User data privacy protection: What is the difference between Web 2.0 and Web 3.0?
Author: Office of the Chief Economist of Wanxiang Blockchain, Wang Puyu
Reviewed by: Chief Economist of Wanxiang Blockchain, Zou Chuanwei
After experiencing Web 1.0, represented by "portal websites," and Web 2.0, represented by "social platforms," the iteration of internet business and technology has led users to gradually become accustomed to obtaining various resources and data for free online. When platforms introduce some paid products, users still tend to seek other free channels. Why does the internet market provide free products and services?

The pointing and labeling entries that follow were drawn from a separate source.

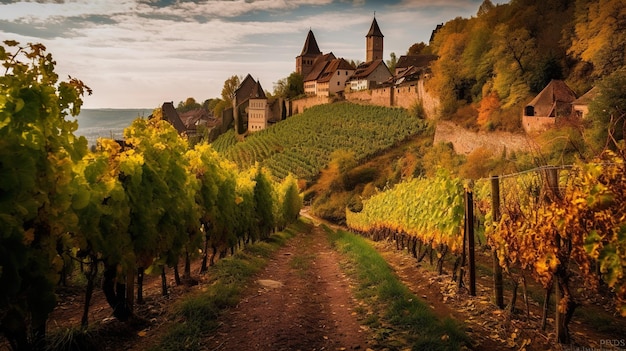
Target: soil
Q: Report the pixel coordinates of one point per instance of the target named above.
(303, 301)
(465, 141)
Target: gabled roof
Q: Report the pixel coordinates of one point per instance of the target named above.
(332, 67)
(408, 74)
(170, 114)
(245, 88)
(310, 46)
(319, 66)
(374, 30)
(367, 68)
(257, 92)
(192, 117)
(422, 60)
(555, 92)
(588, 97)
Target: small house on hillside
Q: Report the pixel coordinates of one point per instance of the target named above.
(554, 101)
(581, 105)
(369, 75)
(310, 52)
(316, 71)
(189, 122)
(258, 109)
(334, 77)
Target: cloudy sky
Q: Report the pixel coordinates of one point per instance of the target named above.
(140, 53)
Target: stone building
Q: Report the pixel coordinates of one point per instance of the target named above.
(552, 103)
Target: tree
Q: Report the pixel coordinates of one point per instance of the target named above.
(263, 204)
(607, 112)
(37, 151)
(599, 35)
(188, 105)
(485, 7)
(416, 48)
(103, 215)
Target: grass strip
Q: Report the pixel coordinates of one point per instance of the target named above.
(397, 317)
(196, 315)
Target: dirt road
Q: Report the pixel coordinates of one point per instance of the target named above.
(301, 301)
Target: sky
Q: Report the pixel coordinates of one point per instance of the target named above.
(141, 53)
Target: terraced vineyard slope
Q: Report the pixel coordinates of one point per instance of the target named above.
(302, 144)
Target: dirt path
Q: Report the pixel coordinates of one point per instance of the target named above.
(466, 141)
(300, 301)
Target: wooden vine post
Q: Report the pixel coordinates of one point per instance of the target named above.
(497, 270)
(469, 234)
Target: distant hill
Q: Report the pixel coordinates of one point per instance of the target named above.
(510, 52)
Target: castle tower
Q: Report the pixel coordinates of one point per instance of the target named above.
(310, 51)
(374, 43)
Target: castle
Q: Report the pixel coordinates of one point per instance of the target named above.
(328, 78)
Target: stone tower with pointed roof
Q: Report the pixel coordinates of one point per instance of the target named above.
(310, 51)
(374, 43)
(258, 109)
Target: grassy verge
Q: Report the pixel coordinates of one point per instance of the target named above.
(196, 315)
(397, 317)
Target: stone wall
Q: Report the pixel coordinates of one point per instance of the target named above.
(404, 96)
(537, 124)
(377, 96)
(299, 105)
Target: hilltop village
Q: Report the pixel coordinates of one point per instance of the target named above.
(328, 79)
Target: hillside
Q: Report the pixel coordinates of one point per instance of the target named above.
(303, 144)
(498, 60)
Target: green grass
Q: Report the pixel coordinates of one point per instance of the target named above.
(197, 315)
(397, 317)
(302, 144)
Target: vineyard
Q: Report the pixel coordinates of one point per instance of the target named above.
(302, 144)
(120, 211)
(564, 228)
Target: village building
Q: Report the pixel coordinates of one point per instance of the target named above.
(310, 52)
(251, 108)
(374, 43)
(319, 66)
(581, 105)
(373, 72)
(552, 103)
(191, 122)
(258, 109)
(369, 75)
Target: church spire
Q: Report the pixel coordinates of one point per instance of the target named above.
(310, 51)
(374, 43)
(310, 46)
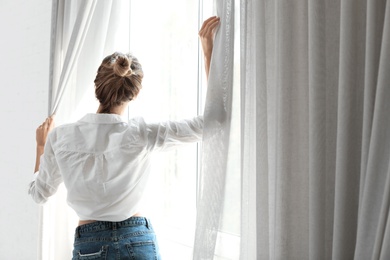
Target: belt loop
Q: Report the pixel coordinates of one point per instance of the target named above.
(147, 223)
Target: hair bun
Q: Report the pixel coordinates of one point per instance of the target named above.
(121, 66)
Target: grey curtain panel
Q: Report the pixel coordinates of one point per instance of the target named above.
(315, 131)
(216, 136)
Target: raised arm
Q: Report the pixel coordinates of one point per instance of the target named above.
(41, 136)
(206, 35)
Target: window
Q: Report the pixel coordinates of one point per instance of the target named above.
(163, 36)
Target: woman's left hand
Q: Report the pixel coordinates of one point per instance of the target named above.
(43, 130)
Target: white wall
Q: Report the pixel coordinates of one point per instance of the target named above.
(24, 71)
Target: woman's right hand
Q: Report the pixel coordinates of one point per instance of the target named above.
(206, 35)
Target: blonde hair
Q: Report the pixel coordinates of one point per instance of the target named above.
(118, 80)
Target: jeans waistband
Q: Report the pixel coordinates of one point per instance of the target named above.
(108, 225)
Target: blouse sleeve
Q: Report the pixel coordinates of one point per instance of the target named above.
(48, 178)
(169, 134)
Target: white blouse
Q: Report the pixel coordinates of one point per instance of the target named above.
(104, 162)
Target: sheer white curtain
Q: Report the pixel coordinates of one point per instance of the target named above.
(315, 132)
(83, 32)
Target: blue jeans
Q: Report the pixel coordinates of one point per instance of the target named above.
(132, 238)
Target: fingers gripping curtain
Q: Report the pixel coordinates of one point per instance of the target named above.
(56, 221)
(217, 117)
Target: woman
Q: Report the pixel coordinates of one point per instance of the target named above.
(104, 162)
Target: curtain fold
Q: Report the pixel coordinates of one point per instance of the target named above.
(63, 66)
(83, 33)
(217, 120)
(315, 129)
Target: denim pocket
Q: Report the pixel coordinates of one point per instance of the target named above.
(142, 250)
(101, 254)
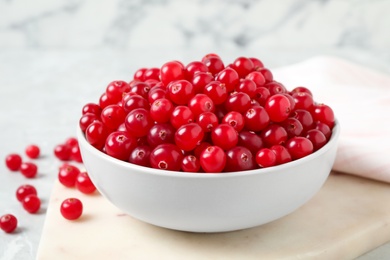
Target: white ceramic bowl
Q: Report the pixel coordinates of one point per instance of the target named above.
(209, 202)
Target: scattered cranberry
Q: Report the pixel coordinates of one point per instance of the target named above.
(84, 183)
(25, 190)
(8, 223)
(13, 162)
(29, 169)
(31, 203)
(67, 175)
(71, 208)
(32, 151)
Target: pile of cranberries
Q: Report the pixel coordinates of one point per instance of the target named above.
(206, 116)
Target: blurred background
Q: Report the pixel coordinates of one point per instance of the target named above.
(57, 55)
(298, 29)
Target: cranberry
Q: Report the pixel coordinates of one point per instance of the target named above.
(299, 147)
(140, 155)
(180, 91)
(160, 134)
(190, 164)
(239, 158)
(213, 159)
(207, 120)
(265, 157)
(67, 175)
(29, 169)
(229, 77)
(71, 208)
(224, 136)
(120, 144)
(13, 162)
(32, 151)
(31, 203)
(84, 183)
(8, 223)
(161, 110)
(138, 122)
(166, 157)
(25, 190)
(188, 136)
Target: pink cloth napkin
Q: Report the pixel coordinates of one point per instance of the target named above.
(360, 98)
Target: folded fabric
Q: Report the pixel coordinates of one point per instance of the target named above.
(360, 98)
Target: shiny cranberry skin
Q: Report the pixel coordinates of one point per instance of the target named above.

Is there really a group of enthusiastic "philanthropists" in the market providing users with free "lunches" online? Platforms attract users through free products or services, then collect a large amount of user identity data and behavioral data unrelated to the platform, and monetize user data through transfer, precise user profiling, advertising, and other channels (as shown in Figure 1). This monetization model brings platforms far greater revenue than what is obtained through a "resource subscription model."
Figure 1: User Data Circulation (Source: Author's own drawing)
Against the backdrop of sacrificing personal data for free online resources, a group of like-minded individuals has begun to resist internet platforms, including Tim Berners-Lee, the father of the World Wide Web, and Gavin Wood, co-founder of Ethereum, who proposed a new generation of the internet, Web 3.0, aimed at protecting user privacy.
The Wanxiang Blockchain Research Report No. 230, "The Prototype of Web3 Architecture and Its Middleware," details three types of Web 3.0: privacy-focused Semantic Web 3.0, public chain Web 3.0 emphasizing privacy and data ownership and control, and Web 3.0 (metaverse) described as a spatial web.
I. Introduction to Data Privacy Protection
What specifically does data privacy protection refer to? In Wanxiang Blockchain Research Report No. 173, "Data Privacy Issues from the Perspective of User Profiling," we categorize user profiling data into two types: one is user identity data; the other is behavioral data associated with user identity data, including time, location, and events.
The mainstream view in the current market is that as long as the association between user identity data and behavioral data can be severed, user privacy can be effectively protected. In this direction, two types of solutions have emerged in the market: one is user privacy protection solutions based on the development issues of Web 2.0, with main participants including mobile manufacturers and all internet platforms; the other is Web 3.0 user data privacy protection solutions that apply various distributed technologies and privacy technologies. Below, we will compare the two approaches in detail.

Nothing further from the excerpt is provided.